React developers use it when porting static landing pages or email templates into components, and when embedding SVG icons whose markup uses attributes JSX will not accept as-is. Markup handed over by a designer or exported from a CMS becomes component-ready in one paste.

How to use

  1. Paste the HTML into the left editor, or click Load File to open an .html file from your computer.
  2. The JSX version is written live in the right editor, updating continuously as you modify the markup.
  3. Look over the converted attributes and self-closed tags to make sure the structure matches your component plan.
  4. Use Copy to insert the JSX into your component, or Download if you want it saved as a file.
  5. Hit Clear to empty both editors when you are ready for the next snippet.

The translation from HTML to JSX is done by code executing in your own browser session.

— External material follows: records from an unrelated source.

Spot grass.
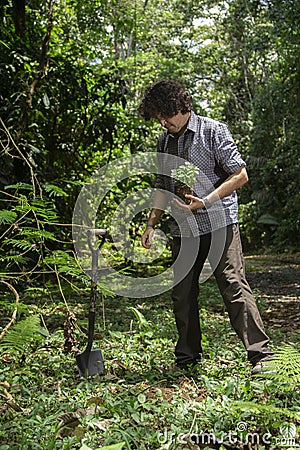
[0,274,300,450]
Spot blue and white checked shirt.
[155,111,246,237]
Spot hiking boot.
[251,356,276,375]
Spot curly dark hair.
[138,80,192,120]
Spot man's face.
[156,112,191,134]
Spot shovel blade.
[76,349,105,378]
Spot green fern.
[233,401,300,420]
[0,209,17,225]
[0,316,47,353]
[264,345,300,384]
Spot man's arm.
[174,167,248,210]
[142,190,168,249]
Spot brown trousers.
[172,224,272,366]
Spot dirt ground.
[245,256,300,340]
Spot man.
[139,80,272,373]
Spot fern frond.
[128,306,151,329]
[0,209,18,225]
[0,316,47,353]
[264,345,300,389]
[233,401,300,420]
[43,183,68,198]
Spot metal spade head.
[76,349,105,378]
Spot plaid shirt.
[155,111,246,237]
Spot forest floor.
[0,255,300,450]
[246,256,300,340]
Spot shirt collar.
[187,111,198,133]
[167,111,198,138]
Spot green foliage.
[171,161,199,186]
[265,345,300,390]
[0,315,47,354]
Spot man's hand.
[141,228,154,249]
[173,194,205,211]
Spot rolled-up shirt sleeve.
[214,123,246,174]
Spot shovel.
[76,228,107,378]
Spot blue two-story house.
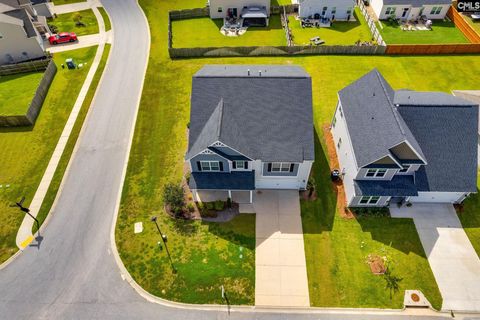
[331,69,478,207]
[185,65,314,203]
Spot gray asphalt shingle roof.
[338,69,425,167]
[186,65,314,162]
[354,175,418,197]
[399,104,478,192]
[188,170,255,190]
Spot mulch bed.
[323,124,355,219]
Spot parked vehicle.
[48,32,78,45]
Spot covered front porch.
[189,171,255,204]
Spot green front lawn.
[0,47,97,263]
[458,172,480,257]
[53,0,86,6]
[377,20,469,44]
[48,9,99,36]
[301,136,442,309]
[111,0,480,307]
[463,14,480,34]
[172,15,287,48]
[0,72,43,116]
[288,8,372,46]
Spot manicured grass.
[53,0,86,6]
[288,8,372,46]
[463,14,480,34]
[32,44,111,232]
[172,15,287,48]
[301,136,442,309]
[0,47,96,262]
[97,7,112,31]
[0,72,43,116]
[48,9,99,36]
[378,20,469,44]
[111,0,480,307]
[458,172,480,257]
[117,214,255,304]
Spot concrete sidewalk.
[254,190,310,307]
[390,203,480,312]
[16,7,107,250]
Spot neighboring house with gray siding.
[0,0,50,65]
[331,69,478,207]
[185,65,314,202]
[370,0,452,21]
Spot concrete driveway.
[254,190,310,307]
[390,204,480,312]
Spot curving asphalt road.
[0,0,462,319]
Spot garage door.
[409,192,464,203]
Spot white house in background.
[332,69,478,207]
[185,65,314,202]
[370,0,452,20]
[0,0,48,65]
[298,0,355,20]
[208,0,270,26]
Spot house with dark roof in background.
[370,0,452,21]
[185,65,314,203]
[0,0,51,65]
[331,69,478,207]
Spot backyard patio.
[377,20,469,44]
[288,8,372,45]
[172,15,286,48]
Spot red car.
[48,32,78,44]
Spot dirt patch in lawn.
[367,254,387,275]
[323,124,355,219]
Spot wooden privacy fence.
[168,46,386,58]
[385,43,480,55]
[447,6,480,43]
[358,0,386,46]
[0,59,57,127]
[0,57,52,76]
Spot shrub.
[227,198,232,208]
[205,202,215,210]
[163,183,185,214]
[214,200,225,211]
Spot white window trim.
[200,160,220,172]
[358,196,381,206]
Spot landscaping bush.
[163,183,185,215]
[214,200,225,211]
[350,207,390,217]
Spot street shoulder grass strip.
[32,44,111,233]
[0,71,44,116]
[458,172,480,257]
[97,7,112,31]
[0,46,97,263]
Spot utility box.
[65,58,77,69]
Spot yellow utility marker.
[20,236,33,250]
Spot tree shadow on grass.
[300,130,337,234]
[357,216,426,258]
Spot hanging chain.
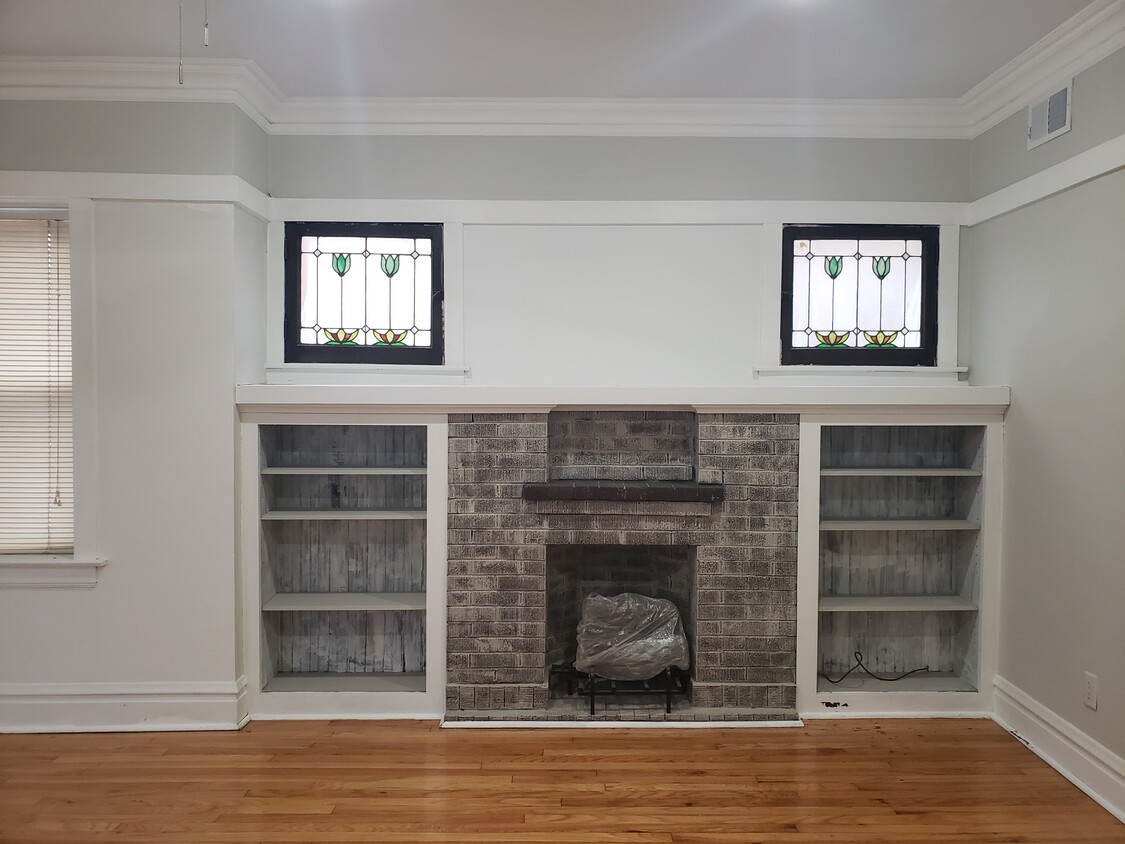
[180,0,183,84]
[47,221,63,513]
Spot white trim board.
[0,555,107,589]
[441,720,804,729]
[992,676,1125,823]
[0,677,245,733]
[0,0,1125,138]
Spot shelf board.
[262,509,425,521]
[262,466,426,475]
[262,672,425,692]
[820,519,981,530]
[262,592,425,612]
[817,670,977,694]
[820,595,980,612]
[820,467,981,477]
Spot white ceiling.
[0,0,1090,99]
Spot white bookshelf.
[243,414,448,718]
[798,414,999,717]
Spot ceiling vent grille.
[1027,82,1072,150]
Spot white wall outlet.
[1082,672,1098,709]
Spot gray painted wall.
[962,172,1125,755]
[270,136,969,201]
[970,50,1125,199]
[0,100,269,190]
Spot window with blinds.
[0,218,74,554]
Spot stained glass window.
[285,223,443,363]
[781,225,938,366]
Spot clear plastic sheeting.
[574,592,691,680]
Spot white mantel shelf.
[235,384,1011,416]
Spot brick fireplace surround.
[446,411,799,721]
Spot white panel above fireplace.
[465,225,760,387]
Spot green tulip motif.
[816,331,851,349]
[379,255,398,278]
[863,331,899,349]
[324,328,359,345]
[371,328,406,345]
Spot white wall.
[0,201,244,727]
[962,171,1125,755]
[969,50,1125,199]
[465,226,762,386]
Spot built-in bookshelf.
[817,425,984,693]
[258,424,429,693]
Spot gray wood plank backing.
[262,475,426,510]
[819,612,978,690]
[820,531,978,601]
[263,521,426,592]
[264,611,425,676]
[820,476,980,519]
[261,425,426,467]
[820,425,984,469]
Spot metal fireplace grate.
[550,663,691,715]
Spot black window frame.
[285,222,446,366]
[781,223,941,367]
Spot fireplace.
[546,545,695,697]
[446,410,798,720]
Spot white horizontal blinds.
[0,219,74,554]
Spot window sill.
[754,363,969,381]
[266,363,469,384]
[0,554,107,589]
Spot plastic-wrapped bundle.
[574,592,691,680]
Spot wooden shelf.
[819,595,980,612]
[820,519,981,530]
[262,672,425,693]
[262,592,425,612]
[262,466,426,475]
[262,509,425,521]
[820,466,981,477]
[817,670,977,694]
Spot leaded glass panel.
[782,225,937,366]
[286,223,442,363]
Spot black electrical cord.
[817,650,929,685]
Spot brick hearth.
[446,411,799,720]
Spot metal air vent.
[1027,82,1072,150]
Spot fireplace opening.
[547,545,695,698]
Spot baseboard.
[993,676,1125,823]
[797,709,992,721]
[0,679,245,733]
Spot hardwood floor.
[0,720,1125,844]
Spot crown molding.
[0,0,1125,140]
[0,56,285,132]
[960,0,1125,137]
[272,98,964,138]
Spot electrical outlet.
[1082,672,1098,709]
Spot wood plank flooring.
[0,720,1125,844]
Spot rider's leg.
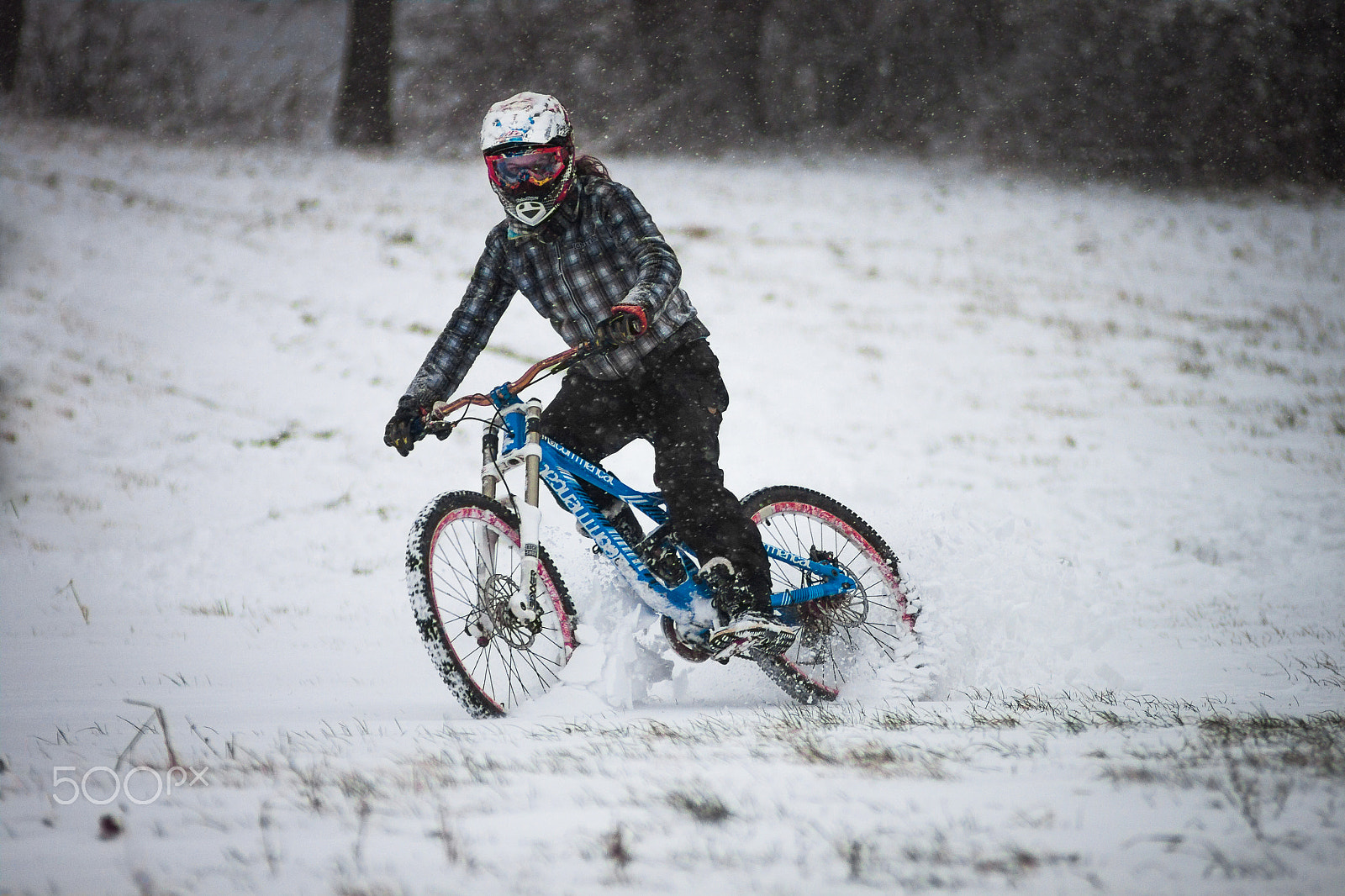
[643,340,771,618]
[541,370,644,546]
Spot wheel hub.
[477,573,542,650]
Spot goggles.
[486,146,569,192]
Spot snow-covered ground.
[0,117,1345,894]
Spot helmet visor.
[486,146,567,192]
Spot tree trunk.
[0,0,23,92]
[335,0,393,146]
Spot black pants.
[542,339,771,598]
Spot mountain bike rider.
[383,92,794,652]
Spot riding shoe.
[698,557,796,655]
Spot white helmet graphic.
[482,90,572,152]
[482,92,574,226]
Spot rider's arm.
[597,182,682,309]
[398,224,515,408]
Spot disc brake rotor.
[482,573,542,650]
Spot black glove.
[593,305,648,351]
[383,403,425,457]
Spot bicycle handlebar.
[421,305,650,437]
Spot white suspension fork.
[509,401,542,621]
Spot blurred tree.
[335,0,393,146]
[0,0,23,92]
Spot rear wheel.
[742,486,917,704]
[406,491,576,717]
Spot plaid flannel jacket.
[402,177,709,408]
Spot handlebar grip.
[612,305,650,339]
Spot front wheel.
[742,486,916,704]
[406,491,576,719]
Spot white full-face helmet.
[482,92,574,226]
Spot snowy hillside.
[0,119,1345,893]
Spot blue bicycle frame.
[482,383,857,635]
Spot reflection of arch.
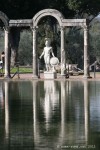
[33,9,64,26]
[0,11,10,77]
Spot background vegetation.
[0,0,100,68]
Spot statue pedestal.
[44,71,57,79]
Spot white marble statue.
[40,38,54,71]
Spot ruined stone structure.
[0,9,90,78]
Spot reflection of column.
[61,27,66,76]
[33,81,39,144]
[5,29,10,78]
[61,81,66,142]
[5,81,9,138]
[84,26,90,78]
[84,81,89,144]
[32,27,38,78]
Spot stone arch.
[0,11,9,28]
[33,9,64,26]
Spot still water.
[0,80,100,150]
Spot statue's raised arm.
[40,38,54,71]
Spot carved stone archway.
[32,9,90,78]
[0,11,10,78]
[0,9,90,79]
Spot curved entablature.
[33,9,64,26]
[0,11,9,28]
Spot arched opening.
[37,16,60,69]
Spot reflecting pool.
[0,80,100,150]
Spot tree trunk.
[10,28,20,66]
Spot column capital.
[3,27,10,33]
[30,26,38,31]
[60,26,65,31]
[82,25,89,31]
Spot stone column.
[84,26,90,79]
[32,27,38,79]
[61,27,66,77]
[84,80,90,145]
[4,29,10,78]
[5,81,9,140]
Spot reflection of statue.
[40,38,54,71]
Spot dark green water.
[0,80,100,150]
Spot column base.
[32,75,39,79]
[83,75,92,79]
[60,74,69,79]
[4,75,11,79]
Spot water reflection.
[0,80,100,150]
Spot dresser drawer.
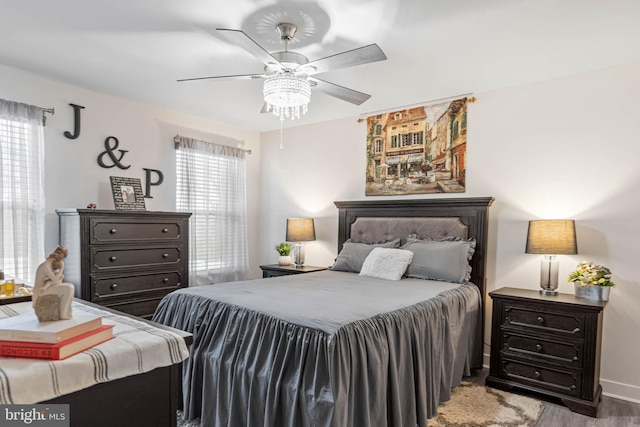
[502,332,583,367]
[504,302,585,337]
[90,219,185,244]
[91,246,183,272]
[501,357,582,396]
[91,271,182,302]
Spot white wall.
[0,62,260,277]
[260,65,640,401]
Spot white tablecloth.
[0,301,189,404]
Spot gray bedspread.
[154,271,481,427]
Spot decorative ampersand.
[98,136,131,169]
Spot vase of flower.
[275,242,291,265]
[568,261,615,301]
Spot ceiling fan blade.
[301,43,387,75]
[177,74,266,82]
[309,77,371,105]
[216,28,282,67]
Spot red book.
[0,325,113,360]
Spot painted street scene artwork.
[365,98,468,196]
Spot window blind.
[0,100,44,283]
[175,137,249,286]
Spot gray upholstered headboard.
[335,197,493,368]
[350,217,469,245]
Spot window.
[0,100,45,283]
[411,132,422,145]
[176,137,249,286]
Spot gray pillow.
[402,238,476,283]
[330,239,400,273]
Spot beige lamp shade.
[525,219,578,255]
[285,218,316,242]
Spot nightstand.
[486,288,607,417]
[260,264,327,278]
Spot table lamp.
[525,219,578,295]
[285,218,316,268]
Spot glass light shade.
[262,73,311,120]
[525,219,578,295]
[285,218,316,268]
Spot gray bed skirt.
[153,272,481,427]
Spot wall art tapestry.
[365,98,468,196]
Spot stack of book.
[0,311,113,360]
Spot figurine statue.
[32,246,75,322]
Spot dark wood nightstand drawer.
[503,332,582,367]
[502,357,582,396]
[486,288,607,417]
[91,271,182,302]
[91,219,184,243]
[504,302,585,338]
[91,246,182,271]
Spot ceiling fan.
[178,22,387,120]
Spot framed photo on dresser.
[109,176,147,211]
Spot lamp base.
[292,242,304,268]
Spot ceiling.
[0,0,640,132]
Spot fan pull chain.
[280,118,284,150]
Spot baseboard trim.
[482,353,640,403]
[600,378,640,403]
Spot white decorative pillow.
[331,239,400,273]
[360,248,413,280]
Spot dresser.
[486,288,607,417]
[56,209,191,319]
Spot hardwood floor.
[465,369,640,427]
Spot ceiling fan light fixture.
[262,73,311,120]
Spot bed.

Nothing is uploaded or shared, so proprietary templates and unreleased page designs remain private while you convert them.

Frequently asked questions

What does the converter actually change?

It renames attributes to React's camelCase forms — class becomes className, for becomes htmlFor, onclick becomes onClick — closes void elements like img and br with a slash, and rewrites markup so it parses as valid JSX.

What happens to inline style attributes?

CSS strings are converted into JavaScript style objects: property names become camelCase keys and values become strings, wrapped in the double-brace syntax React expects. A rule like background-color turns into backgroundColor.

Are HTML comments preserved?

Yes, but in JSX form. Standard HTML comments are rewritten using JSX's curly-brace comment syntax, since the HTML style is not valid inside a component's return value.